Władze oświatowe w Oregonie zakazały krytykowania i „wyrażania wątpliwości” odnośnie teorii „globalnego ocieplenia” w szkołach w Portland. Podobnie, jak w przypadku sporu dotyczącego skompromitowanej teorii ewolucji i dyskusji, która od kilku lat elektryzuje amerykańskie społeczeństwo, tak i w tym wypadku nauczycielom nie wolno rozpowszechniać podręczników i materiałów edukacyjnych, kwestionujących koncepcję rzekomego ocieplania się klimatu.
Narodowa Koalicja przeciwko Cenzurze ostro zareagowała wobec rozporządzenia z 17 maja br. wydanego w Portland. Wskazano, że uniemożliwia ono rzetelną debatę, obniżając poziom edukacji publicznej, która powinna nauczyć krytycznego myślenia i wyczulić uczniów na wiele ważnych spraw dot. porządku publicznego.
Wesprzyj nas już teraz!
Władze oświatowe swoją decyzję podjęły jednogłośnie po spotkaniu ze zwolennikami tzw. teorii globalnego ocieplenia. Grupa 350PDX przedstawiła „plan” wdrożenia do programów nauczania problematyki „sprawiedliwości klimatycznej”, mającej „uświadamiać” i uwrażliwiać uczniów na kwestie związane z zapobieganiem zmianom klimatycznym.
Plan zakłada między innymi przegląd aktualnych podręczników i wprowadzenie nowych, „aktualnych” opracowań dot. kwestii klimatycznych. Uczniowie mają być indoktrynowani zgodnie z założeniem zwolenników ograniczenia populacji na świecie, że to człowiek jest głównym sprawcą rzekomego ocieplania się klimatu.

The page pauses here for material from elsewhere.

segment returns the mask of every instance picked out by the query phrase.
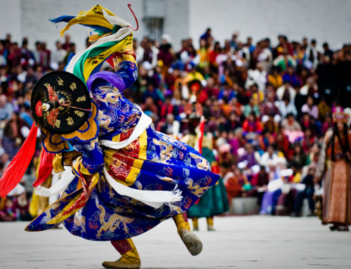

Eko-propagandyści zalecili, by ze wszystkich szkół publicznych w Portland usunąć wszelkie materiały edukacyjne, które w jakikolwiek sposób mogłyby podważyć ich teorię.
W mediach już pojawiło się wiele komentarzy na temat decyzji władz oświatowych. Krytycy zadają sobie pytanie, dlaczego Portland Public School Board i inni „panikarze od klimatu” czują się zagrożeni alternatywnymi interpretacjami danych dot. klimatu?